Unter dem Leitthema "Armut - Macht - Flucht" diskutierten rund 120 Teilnehmer/innen einer Fachtagung der Landesarmutskonferenz (LAK) Niedersachsen, wie globale Armut und Migration unseren Alltag verändern. Jürgen Maier vom Forum Umwelt und Entwicklung in Berlin ging in einem Referat auch auf den Zusammenhang von globaler Ungleichheit und Armut ein.
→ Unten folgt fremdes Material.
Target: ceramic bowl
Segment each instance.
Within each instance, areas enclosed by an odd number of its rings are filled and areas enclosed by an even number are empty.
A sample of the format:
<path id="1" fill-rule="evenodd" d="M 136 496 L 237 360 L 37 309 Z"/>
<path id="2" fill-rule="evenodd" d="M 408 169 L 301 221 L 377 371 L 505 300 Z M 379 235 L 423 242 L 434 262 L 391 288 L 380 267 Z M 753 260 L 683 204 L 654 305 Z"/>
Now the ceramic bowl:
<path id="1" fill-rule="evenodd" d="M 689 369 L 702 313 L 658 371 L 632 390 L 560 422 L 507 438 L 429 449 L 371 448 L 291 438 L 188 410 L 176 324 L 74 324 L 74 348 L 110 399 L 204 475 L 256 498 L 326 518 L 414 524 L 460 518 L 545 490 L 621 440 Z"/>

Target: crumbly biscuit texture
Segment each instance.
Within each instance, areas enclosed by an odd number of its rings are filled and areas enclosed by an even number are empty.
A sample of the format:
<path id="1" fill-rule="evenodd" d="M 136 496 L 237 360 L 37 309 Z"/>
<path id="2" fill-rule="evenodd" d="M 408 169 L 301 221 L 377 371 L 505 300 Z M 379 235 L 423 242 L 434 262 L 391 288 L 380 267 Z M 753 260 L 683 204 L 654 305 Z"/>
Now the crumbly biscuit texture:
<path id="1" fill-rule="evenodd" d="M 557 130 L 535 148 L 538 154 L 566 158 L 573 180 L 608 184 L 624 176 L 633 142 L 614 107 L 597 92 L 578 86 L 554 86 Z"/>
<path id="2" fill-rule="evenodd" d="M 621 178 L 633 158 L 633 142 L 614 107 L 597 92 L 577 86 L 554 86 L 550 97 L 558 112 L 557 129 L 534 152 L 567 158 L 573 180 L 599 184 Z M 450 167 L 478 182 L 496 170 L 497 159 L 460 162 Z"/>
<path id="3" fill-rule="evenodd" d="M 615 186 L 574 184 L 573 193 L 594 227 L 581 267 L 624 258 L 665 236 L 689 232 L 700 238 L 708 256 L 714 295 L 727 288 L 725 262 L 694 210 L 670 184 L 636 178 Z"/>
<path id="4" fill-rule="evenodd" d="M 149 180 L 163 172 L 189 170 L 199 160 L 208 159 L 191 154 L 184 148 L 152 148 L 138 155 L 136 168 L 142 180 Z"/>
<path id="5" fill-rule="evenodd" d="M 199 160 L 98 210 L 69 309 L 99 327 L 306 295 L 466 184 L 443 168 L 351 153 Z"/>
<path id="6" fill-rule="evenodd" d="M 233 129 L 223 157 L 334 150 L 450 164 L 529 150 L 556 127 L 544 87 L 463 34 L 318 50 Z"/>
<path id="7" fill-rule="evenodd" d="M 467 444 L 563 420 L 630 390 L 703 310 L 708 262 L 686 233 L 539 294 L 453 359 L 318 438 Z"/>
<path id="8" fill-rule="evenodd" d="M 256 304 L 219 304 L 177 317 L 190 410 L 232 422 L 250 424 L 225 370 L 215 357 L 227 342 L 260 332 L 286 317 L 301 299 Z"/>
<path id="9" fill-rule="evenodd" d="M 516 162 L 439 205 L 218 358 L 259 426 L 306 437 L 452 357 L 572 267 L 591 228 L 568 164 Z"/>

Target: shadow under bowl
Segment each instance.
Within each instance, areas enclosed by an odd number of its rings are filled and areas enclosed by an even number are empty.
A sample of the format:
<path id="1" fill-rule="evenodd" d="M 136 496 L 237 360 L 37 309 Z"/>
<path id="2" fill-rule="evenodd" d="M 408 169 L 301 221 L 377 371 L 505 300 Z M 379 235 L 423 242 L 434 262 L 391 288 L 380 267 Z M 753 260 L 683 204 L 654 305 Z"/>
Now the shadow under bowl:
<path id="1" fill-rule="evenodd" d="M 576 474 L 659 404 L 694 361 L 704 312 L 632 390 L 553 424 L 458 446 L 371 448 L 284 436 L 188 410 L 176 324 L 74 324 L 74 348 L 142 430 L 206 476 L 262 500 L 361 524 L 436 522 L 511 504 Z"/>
Die Fakten: In Niedersachsen ist die Wirtschaftsleistung in den vergangenen zwei Jahren deutlich angewachsen. Trotz dieser günstigen Entwicklung sind laut Landesamt für Statistik rund 1,2 Millionen Menschen - fast jeder sechste Einwohner - von Armut betroffen. In vielen Städten wird es immer schwieriger, eine bezahlbare Wohnung zu finden. Immer mehr Arbeitnehmer/innen haben unsichere Jobs mit niedrigen Löhnen. Zentrale soziale Leistungen wie Renten und Arbeitslosenunterstützung sind in der Vergangenheit gekürzt worden und reichen vielfach kaum zum Leben.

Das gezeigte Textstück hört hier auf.